Merge branch 'mauro' into docs-mw

Mauro says: The first patches on this series are focused mostly on .TH (troff header) line, but, as a side effect, it also change the name of man pages generated from DOC kernel-doc annotations. At the previous state, those were overriden due to lots of duplicated names. The rationale for most of such changes is that modern troff/man page specs say that .TH has up to 5 arguments,, as defined at [1]: .TH topic section [footer-middle] [footer-inside] [header-middle] [1] https://man7.org/linux/man-pages/man7/groff_man_style.7.html Right now, Kernel uses 6 arguments, probably due to some legacy man page definitions. After double checking, modern man pages use this format: .TH "{name}" {section} "{date}" "{modulename}" "{manual}" Right now, man pages generation are messing up on how it encodes each position at .TH, depending on the type of object it emits. After this series, the definition is more consistent and file output is better named. It also fixes two issues at sphinx-build-wrapper related to how it generate files names from the .TH header. The last 4 patches on this series are new: they fix lots of issues related to groff format: there, new lines continue the test from previous pagragraph. This cause issues mainly on: - tables; - code blocks; - lists With the changes, the output now looks a lot better. Please notice that the code there is not meant to fully implement rst -> troff/groff conversion. Instead, it is meant to make the output reasonable. A more complete approach would be to use docutils or Sphinx libraries, but that would likely require to also write a troff output plugin, as the "man" builder is very limited. Also, this could be problematic, as kernel-doc classes can be called from Sphinx. I don't think we need that much complexity, as what we mainly need is to avoid bad line grouping when generating man pages. This series should not affect HTML documentation. It only affect man page generation and ManFormat output class.

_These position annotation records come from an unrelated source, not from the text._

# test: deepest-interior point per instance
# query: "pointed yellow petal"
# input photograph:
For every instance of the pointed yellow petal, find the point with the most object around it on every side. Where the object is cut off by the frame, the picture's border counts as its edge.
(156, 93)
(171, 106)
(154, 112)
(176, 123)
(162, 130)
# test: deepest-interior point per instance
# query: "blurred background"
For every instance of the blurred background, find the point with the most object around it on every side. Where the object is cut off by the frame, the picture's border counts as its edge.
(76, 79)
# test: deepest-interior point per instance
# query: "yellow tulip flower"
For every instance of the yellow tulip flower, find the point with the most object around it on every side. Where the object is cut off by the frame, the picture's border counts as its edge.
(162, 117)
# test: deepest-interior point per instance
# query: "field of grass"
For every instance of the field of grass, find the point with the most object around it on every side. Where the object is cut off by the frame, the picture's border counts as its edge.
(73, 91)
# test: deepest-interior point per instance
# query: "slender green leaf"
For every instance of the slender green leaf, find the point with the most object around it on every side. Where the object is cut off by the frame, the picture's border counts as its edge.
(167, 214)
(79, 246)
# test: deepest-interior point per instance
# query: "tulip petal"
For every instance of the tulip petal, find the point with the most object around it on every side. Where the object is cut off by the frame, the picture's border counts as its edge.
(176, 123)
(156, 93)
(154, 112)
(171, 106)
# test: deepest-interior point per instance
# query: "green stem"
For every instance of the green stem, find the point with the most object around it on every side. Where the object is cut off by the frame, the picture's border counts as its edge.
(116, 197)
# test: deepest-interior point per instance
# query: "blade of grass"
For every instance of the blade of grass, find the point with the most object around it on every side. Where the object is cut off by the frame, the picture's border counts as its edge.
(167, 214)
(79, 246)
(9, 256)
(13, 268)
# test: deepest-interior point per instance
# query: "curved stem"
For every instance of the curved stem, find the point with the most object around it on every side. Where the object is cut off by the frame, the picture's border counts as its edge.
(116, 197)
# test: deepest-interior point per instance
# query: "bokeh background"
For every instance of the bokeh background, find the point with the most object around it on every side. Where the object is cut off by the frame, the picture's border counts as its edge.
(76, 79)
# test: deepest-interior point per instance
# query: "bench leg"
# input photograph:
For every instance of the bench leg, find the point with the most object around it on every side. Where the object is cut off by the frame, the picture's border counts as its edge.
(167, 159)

author: Jonathan Corbet <corbet@lwn.net> 2026-03-09 10:38:27 -0600
committer: Jonathan Corbet <corbet@lwn.net> 2026-03-09 10:38:27 -0600
commit: 73f175a46330c57ab5797287233cbf83a36b6a99 (patch)
tree: 1c027effb3ad15aef67bdc503d1ef1202739a554 /tools/lib/python
parent: 0d3ab0e4bbfd688bfaef66b6365a71c70a0f0450 (diff)
parent: ab9150972f21c41d4487e5d4b21cea0ecfe0bb94 (diff)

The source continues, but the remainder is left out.